Responsible_Set_8218@reddit
From what I've gathered, New Zealand introduced a new immigration policy that was beneficial to Koreans and other Asians in the 90s. https://teara.govt.nz/en/koreans/print
wombatstylekungfu@reddit
Thanks!
woolfonmynoggin@reddit
Because the victims moved all over the world including NZ. Think for one second
imunfair@reddit
That's silly reasoning. Monuments are generally placed where things happened, not in random diaspora locations.
fishling@reddit
The number of monuments that exist where things didn't happen show that you are wildly wrong here.

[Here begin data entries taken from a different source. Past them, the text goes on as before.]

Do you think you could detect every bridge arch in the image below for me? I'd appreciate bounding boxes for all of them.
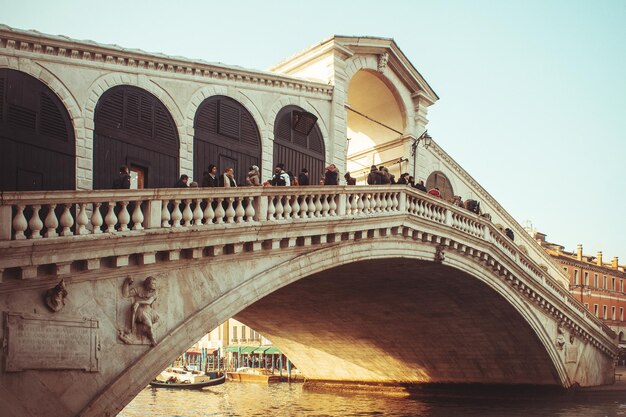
[81,237,571,415]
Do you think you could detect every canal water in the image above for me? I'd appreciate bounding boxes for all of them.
[119,382,626,417]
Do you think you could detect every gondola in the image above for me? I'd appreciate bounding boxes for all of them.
[150,375,226,389]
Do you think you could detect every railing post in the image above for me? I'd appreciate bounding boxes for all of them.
[398,191,409,213]
[337,193,348,216]
[0,206,13,240]
[254,195,269,222]
[144,199,163,229]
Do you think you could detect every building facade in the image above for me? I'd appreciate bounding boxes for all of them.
[533,232,626,349]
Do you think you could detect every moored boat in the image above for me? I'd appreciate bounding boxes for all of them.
[226,366,280,384]
[150,368,226,389]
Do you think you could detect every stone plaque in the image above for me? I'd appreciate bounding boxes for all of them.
[4,313,99,372]
[565,345,578,363]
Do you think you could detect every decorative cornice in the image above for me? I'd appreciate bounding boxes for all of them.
[0,25,333,99]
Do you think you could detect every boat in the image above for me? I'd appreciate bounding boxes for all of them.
[150,368,226,389]
[226,366,280,384]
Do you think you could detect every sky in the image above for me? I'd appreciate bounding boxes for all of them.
[0,0,626,264]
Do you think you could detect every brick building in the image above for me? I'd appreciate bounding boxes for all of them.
[531,231,626,350]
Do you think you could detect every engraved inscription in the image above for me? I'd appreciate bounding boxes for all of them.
[5,313,99,372]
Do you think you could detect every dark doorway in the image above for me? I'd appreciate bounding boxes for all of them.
[274,106,324,181]
[0,69,76,191]
[93,86,180,189]
[193,96,261,185]
[426,171,454,200]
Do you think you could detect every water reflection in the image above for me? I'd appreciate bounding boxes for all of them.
[119,382,626,417]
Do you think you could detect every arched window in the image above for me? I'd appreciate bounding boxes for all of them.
[193,96,261,185]
[93,86,180,189]
[426,171,454,200]
[274,106,324,180]
[0,69,76,191]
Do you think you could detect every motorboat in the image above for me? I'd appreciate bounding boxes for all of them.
[226,366,280,384]
[150,368,226,389]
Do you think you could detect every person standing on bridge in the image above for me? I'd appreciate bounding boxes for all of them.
[223,167,237,188]
[112,165,130,190]
[270,162,291,187]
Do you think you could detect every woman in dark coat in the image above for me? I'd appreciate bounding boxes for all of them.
[324,164,339,185]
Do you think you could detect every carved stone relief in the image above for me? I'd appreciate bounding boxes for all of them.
[117,276,159,346]
[44,280,67,313]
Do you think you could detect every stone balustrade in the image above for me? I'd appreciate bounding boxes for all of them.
[0,186,614,354]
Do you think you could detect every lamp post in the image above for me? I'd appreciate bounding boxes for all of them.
[411,130,433,181]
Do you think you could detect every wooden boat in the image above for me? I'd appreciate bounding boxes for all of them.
[150,368,226,389]
[226,366,280,384]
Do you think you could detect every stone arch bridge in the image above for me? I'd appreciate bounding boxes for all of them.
[0,186,617,416]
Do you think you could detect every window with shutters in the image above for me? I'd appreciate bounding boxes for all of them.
[0,69,76,191]
[93,85,180,189]
[274,106,325,179]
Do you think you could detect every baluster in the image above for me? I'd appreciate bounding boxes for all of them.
[328,194,337,216]
[315,195,322,217]
[386,193,394,211]
[226,197,235,223]
[361,193,372,214]
[76,203,89,235]
[204,198,215,224]
[309,194,316,218]
[182,198,193,227]
[235,198,246,223]
[91,203,103,235]
[61,203,74,236]
[132,200,144,230]
[300,195,309,219]
[322,194,331,217]
[380,193,387,212]
[283,195,296,219]
[246,197,256,222]
[28,204,43,239]
[274,196,285,220]
[215,198,226,224]
[356,194,365,216]
[104,201,117,233]
[172,200,183,227]
[13,205,28,240]
[267,197,277,221]
[161,200,171,227]
[391,193,400,211]
[193,198,202,226]
[117,201,130,232]
[348,194,358,216]
[291,195,302,219]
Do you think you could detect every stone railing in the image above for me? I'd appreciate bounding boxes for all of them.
[0,186,614,352]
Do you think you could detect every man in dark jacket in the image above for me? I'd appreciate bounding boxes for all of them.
[174,174,189,188]
[367,165,382,185]
[113,165,130,190]
[202,164,219,187]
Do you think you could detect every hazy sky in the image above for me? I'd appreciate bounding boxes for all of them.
[0,0,626,264]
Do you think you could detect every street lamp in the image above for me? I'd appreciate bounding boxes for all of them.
[411,130,433,181]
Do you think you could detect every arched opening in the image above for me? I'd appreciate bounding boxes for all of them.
[274,106,325,181]
[426,171,454,200]
[93,85,180,189]
[0,69,76,191]
[193,96,261,185]
[347,70,409,182]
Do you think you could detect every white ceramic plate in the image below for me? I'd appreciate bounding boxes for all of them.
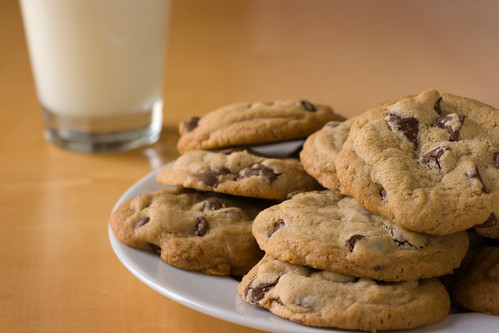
[109,160,499,333]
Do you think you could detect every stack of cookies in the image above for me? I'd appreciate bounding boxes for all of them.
[238,90,499,330]
[111,90,499,331]
[110,101,344,276]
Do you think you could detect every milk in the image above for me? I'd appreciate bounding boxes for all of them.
[20,0,169,118]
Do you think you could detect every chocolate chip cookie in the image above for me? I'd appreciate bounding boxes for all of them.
[253,190,469,281]
[334,90,499,235]
[238,255,450,332]
[452,246,499,316]
[156,149,322,199]
[300,117,356,189]
[110,188,268,276]
[475,211,499,239]
[177,100,343,153]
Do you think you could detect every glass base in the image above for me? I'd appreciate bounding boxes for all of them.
[43,100,163,154]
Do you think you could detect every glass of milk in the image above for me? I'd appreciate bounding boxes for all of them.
[20,0,170,153]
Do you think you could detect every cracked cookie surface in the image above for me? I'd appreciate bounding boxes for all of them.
[156,149,322,199]
[110,188,269,276]
[238,255,450,331]
[177,100,344,153]
[253,190,469,281]
[334,90,499,235]
[300,118,356,189]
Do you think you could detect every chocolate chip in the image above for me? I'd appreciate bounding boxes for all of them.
[193,216,208,236]
[220,148,241,155]
[267,219,284,238]
[421,147,449,170]
[195,169,230,187]
[433,113,465,141]
[475,213,497,229]
[295,297,314,310]
[345,235,364,252]
[201,200,222,212]
[244,277,280,302]
[183,117,200,132]
[324,121,340,128]
[433,97,442,114]
[135,216,151,229]
[388,113,419,148]
[300,101,317,112]
[393,236,417,249]
[376,184,387,200]
[147,243,161,254]
[466,167,487,193]
[286,191,303,199]
[237,164,280,183]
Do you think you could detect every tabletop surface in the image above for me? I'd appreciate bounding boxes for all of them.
[0,0,499,333]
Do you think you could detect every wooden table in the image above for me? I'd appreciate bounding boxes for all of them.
[0,0,499,333]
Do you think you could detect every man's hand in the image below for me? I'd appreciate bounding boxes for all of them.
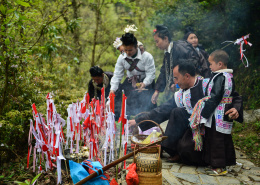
[151,90,159,104]
[171,84,176,92]
[128,119,136,128]
[225,108,239,119]
[138,82,145,92]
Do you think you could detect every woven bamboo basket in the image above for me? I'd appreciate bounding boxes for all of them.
[137,171,162,185]
[134,152,162,172]
[131,120,164,153]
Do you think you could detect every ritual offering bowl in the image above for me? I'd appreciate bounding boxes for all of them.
[131,120,164,153]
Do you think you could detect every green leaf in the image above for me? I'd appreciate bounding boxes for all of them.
[6,9,14,14]
[32,173,41,184]
[0,4,6,15]
[5,38,10,45]
[14,181,27,185]
[16,0,30,7]
[73,57,79,63]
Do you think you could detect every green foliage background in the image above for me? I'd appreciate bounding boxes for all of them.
[0,0,260,167]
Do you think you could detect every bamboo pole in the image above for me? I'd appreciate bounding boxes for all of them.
[75,136,168,185]
[116,90,126,182]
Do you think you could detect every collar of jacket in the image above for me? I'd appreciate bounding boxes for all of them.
[123,48,142,60]
[164,42,173,53]
[214,69,233,73]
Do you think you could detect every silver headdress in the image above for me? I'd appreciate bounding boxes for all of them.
[113,37,122,49]
[124,24,138,33]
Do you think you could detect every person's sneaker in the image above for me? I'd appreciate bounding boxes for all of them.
[206,168,228,176]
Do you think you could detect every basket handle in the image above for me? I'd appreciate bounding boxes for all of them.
[157,146,161,175]
[136,120,164,135]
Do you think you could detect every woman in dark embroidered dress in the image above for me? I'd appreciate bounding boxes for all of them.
[110,33,156,116]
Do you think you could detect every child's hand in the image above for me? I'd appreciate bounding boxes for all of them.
[225,108,239,119]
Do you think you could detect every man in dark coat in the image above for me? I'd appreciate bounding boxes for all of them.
[129,62,241,162]
[88,66,113,101]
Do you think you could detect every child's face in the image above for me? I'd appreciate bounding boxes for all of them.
[208,56,222,72]
[187,33,199,47]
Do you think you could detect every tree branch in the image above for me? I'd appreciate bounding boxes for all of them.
[29,9,68,50]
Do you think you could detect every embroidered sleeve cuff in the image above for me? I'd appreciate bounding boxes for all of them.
[200,116,208,124]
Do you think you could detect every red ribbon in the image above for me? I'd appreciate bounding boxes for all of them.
[121,94,127,135]
[109,93,115,113]
[32,103,38,117]
[70,117,73,132]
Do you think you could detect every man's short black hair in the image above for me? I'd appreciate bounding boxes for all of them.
[174,59,196,76]
[89,66,104,77]
[121,33,137,47]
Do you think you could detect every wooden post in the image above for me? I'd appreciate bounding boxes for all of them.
[75,136,168,185]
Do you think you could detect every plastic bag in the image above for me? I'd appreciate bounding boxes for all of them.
[125,163,139,185]
[69,160,109,185]
[110,178,118,185]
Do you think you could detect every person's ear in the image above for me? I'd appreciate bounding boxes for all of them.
[185,73,190,79]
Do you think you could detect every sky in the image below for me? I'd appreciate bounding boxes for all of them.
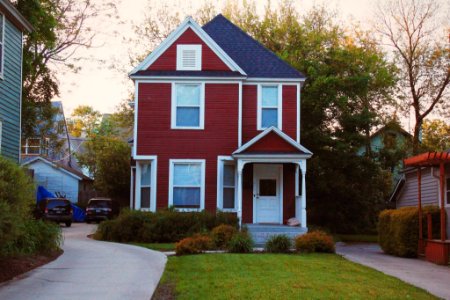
[54,0,373,116]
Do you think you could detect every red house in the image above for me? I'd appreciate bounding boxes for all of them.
[130,15,312,241]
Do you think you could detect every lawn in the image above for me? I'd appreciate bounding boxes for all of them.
[132,243,175,251]
[336,234,378,243]
[153,254,437,299]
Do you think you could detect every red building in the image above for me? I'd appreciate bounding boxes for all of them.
[130,15,312,237]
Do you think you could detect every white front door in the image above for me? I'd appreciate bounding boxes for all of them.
[253,164,283,224]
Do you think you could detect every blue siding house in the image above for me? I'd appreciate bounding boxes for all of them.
[0,0,32,162]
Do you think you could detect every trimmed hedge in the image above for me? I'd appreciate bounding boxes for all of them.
[295,230,336,253]
[94,209,238,243]
[378,206,440,257]
[175,234,214,255]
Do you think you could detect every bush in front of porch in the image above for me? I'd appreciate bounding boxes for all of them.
[94,209,238,243]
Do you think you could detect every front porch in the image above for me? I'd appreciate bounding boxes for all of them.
[248,224,308,247]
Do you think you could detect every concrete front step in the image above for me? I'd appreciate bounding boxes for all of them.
[246,224,308,247]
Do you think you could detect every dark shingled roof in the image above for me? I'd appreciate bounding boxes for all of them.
[203,14,305,79]
[132,70,245,78]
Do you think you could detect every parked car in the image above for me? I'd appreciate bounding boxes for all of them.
[37,198,73,227]
[86,198,113,223]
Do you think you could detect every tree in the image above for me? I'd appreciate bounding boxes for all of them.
[15,0,115,138]
[77,135,131,205]
[67,105,102,137]
[377,0,450,153]
[421,120,450,151]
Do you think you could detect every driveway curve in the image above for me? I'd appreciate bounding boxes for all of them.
[0,224,167,300]
[336,243,450,300]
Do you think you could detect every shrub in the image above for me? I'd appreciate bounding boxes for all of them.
[295,231,335,253]
[378,206,440,257]
[265,234,292,253]
[228,232,253,253]
[95,209,238,243]
[211,224,237,249]
[175,234,213,255]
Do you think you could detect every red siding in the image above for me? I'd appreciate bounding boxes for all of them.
[148,28,230,71]
[242,85,297,144]
[283,85,297,141]
[244,132,299,153]
[283,164,295,223]
[137,83,239,211]
[242,85,260,144]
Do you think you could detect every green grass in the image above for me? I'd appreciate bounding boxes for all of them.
[336,234,378,243]
[153,254,437,299]
[132,243,175,251]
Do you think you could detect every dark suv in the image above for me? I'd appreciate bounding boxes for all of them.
[37,198,73,227]
[86,198,113,223]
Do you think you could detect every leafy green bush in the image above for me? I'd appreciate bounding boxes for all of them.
[175,234,213,255]
[378,206,440,257]
[211,224,237,249]
[265,234,292,253]
[228,232,253,253]
[295,230,335,253]
[95,209,238,243]
[0,156,61,257]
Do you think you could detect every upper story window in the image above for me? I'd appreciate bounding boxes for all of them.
[171,83,205,129]
[169,160,205,210]
[177,45,202,71]
[0,14,5,79]
[257,85,282,130]
[22,138,50,155]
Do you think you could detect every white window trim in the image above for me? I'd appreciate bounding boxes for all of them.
[256,83,283,130]
[217,156,238,212]
[0,13,6,79]
[134,155,158,212]
[170,82,205,130]
[177,44,202,71]
[168,159,206,212]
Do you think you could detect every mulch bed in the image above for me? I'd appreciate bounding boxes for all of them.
[0,250,63,283]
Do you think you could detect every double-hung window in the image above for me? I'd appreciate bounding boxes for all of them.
[0,13,5,79]
[217,157,236,211]
[141,163,151,209]
[169,160,205,210]
[257,85,282,130]
[172,83,205,129]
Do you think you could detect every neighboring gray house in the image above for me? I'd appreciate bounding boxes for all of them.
[0,0,32,162]
[22,101,96,203]
[390,156,450,233]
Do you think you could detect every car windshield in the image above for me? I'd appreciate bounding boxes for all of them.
[47,199,70,209]
[88,200,111,208]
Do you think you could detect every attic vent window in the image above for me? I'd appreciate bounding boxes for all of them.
[177,45,202,71]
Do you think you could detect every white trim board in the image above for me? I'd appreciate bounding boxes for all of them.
[129,17,247,75]
[217,155,238,212]
[233,126,313,156]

For an obvious example, every war memorial in the continental US for wars/veterans after 1900 (e.g. WW1, WW2, etc) are not placed where things happened.
imunfair@reddit
Monuments to veterans of a war usually get erected in the country the veterans are from, even if the war was fought overseas, because the impact and honor are due on home soil.
The only examples anyone has given that fall outside this rule are holocaust memorials, but that's not surprising - normal rules don't really apply when it comes to them.
civodar@reddit
Naw, there’s an Irish famine memorial in Ontario Canada and a Holocaust memorial too. I’m pretty sure America has multiple memorials for the famine and the Holocaust as well.
It’s because so many immigrants from those parts came over and shaped the country after experiencing those tragedies, I’m sure the same is true for NZ.
Hell, there’s a Choctaw monument in Ireland.
It’s honestly not that weird, you just gotta get out there more.
GravelPepper@reddit
Username checks out
reflexive-polytope@reddit
If there's a Holocaust Memorial in the US (which, just to be clear, I don't oppose at all), then why can't there be an acknowledgement of the suffering of comfort women in New Zealand?
speedyspeedys@reddit
There's a holocaust memorial in New Zealand as well.
floydianvergil@reddit
Does it really matter if it makes sense to you or not? A symbol of Acknowledgement for reminding crimes against humanity, what's wrong with that?
WillListenToStories@reddit
Japan having a hissy fit over actual history is not a good look. They did tons of horrible things during their East Asia Co-Prosperity Sphere era, pretending otherwise is absolutely pathetic.
nw342@reddit
They deny their crimes all the time, and gloss over a lot of their 1900-1945 history.
WillListenToStories@reddit
Ugh, I know, it's such gross and pathetic behaviour. Like how fragile are you that you can't even acknowledge your own history? So weak.
nw342@reddit
we didn't punish Japan enough for their crimes in ww2. Not executing the top brass and emperor because "the Japanese people would be sad" was a huge mistake.